Saj stood there in flowing Indian pants and wool Nepalese sweater.
“Perfect timing,” she said. “Got a challenge for you two.”
He rubbed his hands together, taking in the three computers. “My pleasure.”
She typed in the digits she’d written on her palm.
“There’s four of the twelve numbers Lars entered,” she said. “I need the complete password. Want to try a brute force attack?”
René shook his head. “A brute force attack with every possible combination of letters, numbers, and symbols to try and duplicate a password? That could take two days. Aren’t we in a hurry?”
“What about a dictionnaire attack?” asked Saj. “Try common words found in a dictionnaire starting with pets’ names or others commonly used in passwords.”
“Most ministries use heavily encrypted passwords,” Aimée said. “Like we do.
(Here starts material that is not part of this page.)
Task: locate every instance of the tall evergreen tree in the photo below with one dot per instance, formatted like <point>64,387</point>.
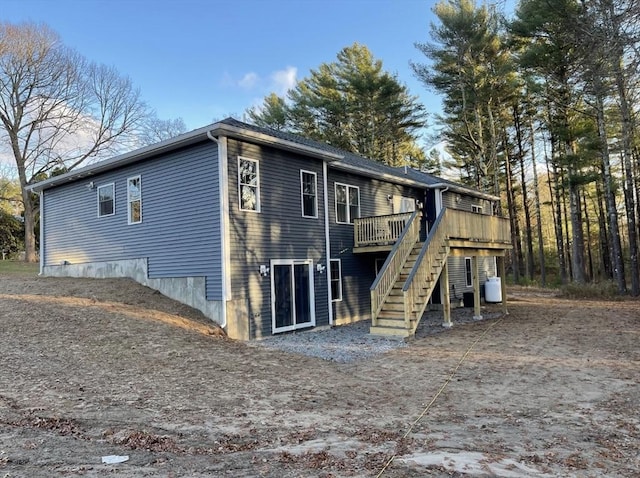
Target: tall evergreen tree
<point>352,104</point>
Changing them constantly.”
But in this socialist system, with the endemic work overloads, she knew little time was spent on such safety procedures.
“Lars’s system, I figure, like all the ministries, uses a stored ‘hash’ of the password in a file,” she said.
“Right,” said René. “One-way encryption uses a common algorithm which manipulates the password.”
“But breaking a twelve-digit or letter password could take a whole day,” Saj said, sitting down. “If we use two computers, it will take less time, of course.
“ Bon, you’ve got this under control. I’ve got to follow someone,” Aimée said, pulling on her coat.
“Not one of those mecs .”
“An old Chinese grand-mère ,” Aimée said. “A Cao Dai member. We should have a lot in common.”
THE OLD grand-mère dropped Michel off at the nearby école maternelle and Aimée followed her. The Asian woman, her padded silk jacket flapping in the wind, walked with a quick step across busy Place de Clichy. She paused at the Vietnamese restaurant, fronted by a flashy aquarium proclaiming CATCH OF THE DAY. Gunmetal gray storm clouds bracketed the last slice of blue sky.
Now was her chance.
“ Quelle surprise, Madame!” Aimée smiled. “Why, I’m just going in for lunch. May I invite you to join me?”
The woman backed away in surprise, fear in her eyes.
“Eat at home,” she said.
But a group of black-suited Asian businessman, their voices raised in singsong Vietnamese, blocked her way. The skies opened, pelting down hail, slivers of ice, which bounced on the cracked pavement.
“Quick, you’ll get wet. Please, be my guest,” Aimée said, steering her inside. Flustered, the woman was herded forward by the smiling maître d’hôtel . With a flourish, he showed them to a table in the well-lit restaurant and proferred menus. Once this had been an old style workers’ bouillon canteen, Aimée thought, noticing balconies several floors high, all filled with tables.
A fragrant pot of jasmine tea appeared on the table with two celadon green cups.
“ Please ,” Aimée said, reaching for the cup and pouring the tea.